- Developer: Arika
- Publishers: JP: Arika; NA: Namco Hometek;
- Producers: Ichiro Mihara Yasuhiro Ohori
- Artist: Takeshi Okazaki
- Writers: Ichiro Tezuka Ichiro Mihara Osamu Yanase
- Composers: Masashi Yano Ayako Sasō Shinji Hosoe Takayuki Aihara
- Series: Babylonian Castle Saga; Mystery Dungeon;
- Platform: PlayStation 2
- Release: JP: July 29, 2004; NA: October 27, 2004;
- Genre: Role-playing
- Mode: Single-player

= The Nightmare of Druaga =

2004 video game

 is a roguelike dungeon crawler video game developed by Arika and published in 2004 in Japan by Arika (under license from Namco) and in North America by Namco Hometek exclusively for the PlayStation 2. It is a sequel to The Tower of Druaga and the eighth game in Chunsoft's Mystery Dungeon series.

Set in a fictionalized version of ancient Babylon, the story follows Gilgamesh (shortened to Gil) in his journey to save his fiancée Ki from the evil sorceress Skulld. The story is told primarily through real-time cut scenes.

==Gameplay==

Gil battles a Roper in Druaga's Tower near the end of the game.

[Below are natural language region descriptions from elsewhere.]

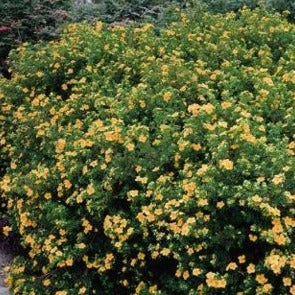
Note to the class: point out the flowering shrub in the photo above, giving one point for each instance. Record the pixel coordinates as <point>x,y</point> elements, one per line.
<point>153,163</point>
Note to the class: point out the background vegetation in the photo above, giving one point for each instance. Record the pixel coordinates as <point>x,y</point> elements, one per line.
<point>153,161</point>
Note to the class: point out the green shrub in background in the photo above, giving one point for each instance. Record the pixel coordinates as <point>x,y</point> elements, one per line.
<point>29,20</point>
<point>154,163</point>
<point>223,6</point>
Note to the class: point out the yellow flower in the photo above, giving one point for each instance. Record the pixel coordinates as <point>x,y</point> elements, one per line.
<point>167,96</point>
<point>252,238</point>
<point>39,74</point>
<point>61,143</point>
<point>256,199</point>
<point>267,288</point>
<point>231,266</point>
<point>242,259</point>
<point>226,164</point>
<point>225,105</point>
<point>185,275</point>
<point>142,138</point>
<point>82,290</point>
<point>278,179</point>
<point>220,204</point>
<point>64,87</point>
<point>287,281</point>
<point>193,109</point>
<point>208,108</point>
<point>6,230</point>
<point>251,268</point>
<point>46,282</point>
<point>130,147</point>
<point>261,279</point>
<point>197,271</point>
<point>268,81</point>
<point>67,184</point>
<point>90,189</point>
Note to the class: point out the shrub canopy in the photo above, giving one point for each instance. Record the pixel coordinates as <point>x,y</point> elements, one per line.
<point>153,163</point>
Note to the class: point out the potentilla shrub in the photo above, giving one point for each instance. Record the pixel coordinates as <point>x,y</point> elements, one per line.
<point>154,163</point>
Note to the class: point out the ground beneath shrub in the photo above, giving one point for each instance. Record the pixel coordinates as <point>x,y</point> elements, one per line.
<point>5,258</point>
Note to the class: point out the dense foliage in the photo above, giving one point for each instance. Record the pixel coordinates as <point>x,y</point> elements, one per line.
<point>153,163</point>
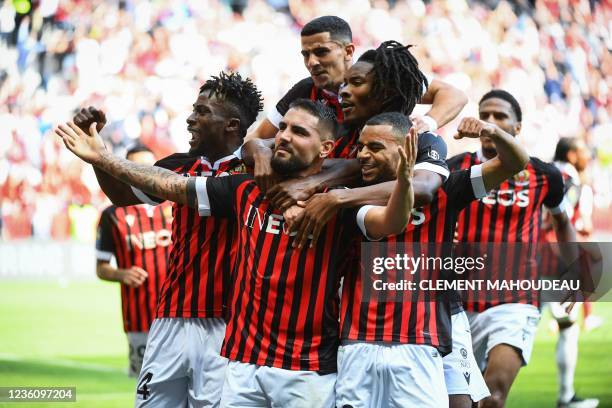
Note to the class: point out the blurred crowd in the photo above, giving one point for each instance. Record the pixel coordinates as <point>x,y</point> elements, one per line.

The Nightmare of Druaga: Fushigi no Dungeon consists primarily of two types of gameplay: town sections and dungeon sections. Town sections are free-roaming areas where the player can purchase items, upgrade equipment, and accept side-quests, as well as talk with townsfolk. Townsfolk will offer helpful information and some residents transport Gil to side-dungeons. The plot is generally advanced by defeating the bosses at the end of each of the dungeons under Ishtar's temple. Dungeon sections consist of turn-based play within the grid-based levels, in which enemies move or attack only when the player moves or attacks. Dungeons appear as a variety of areas, including caves, temples, forests, and sewers. While in the dungeons the player's vision is limited by the light generated by Gil's armor; to maintain Gil's brightness the player must occasionally give items as offerings to Ishtar. These dungeons contain randomly generated items and monsters, and advancement initially requires the player to find a key on each floor and bring it to the exit. Subsequent visits to the floor allow the character to break down the locked door at the end, leading to a secret level with rare items and tough foes. Much like The Tower of Druaga, the game contains some foes which are far too powerful for the player to fight initially and they must instead be avoided.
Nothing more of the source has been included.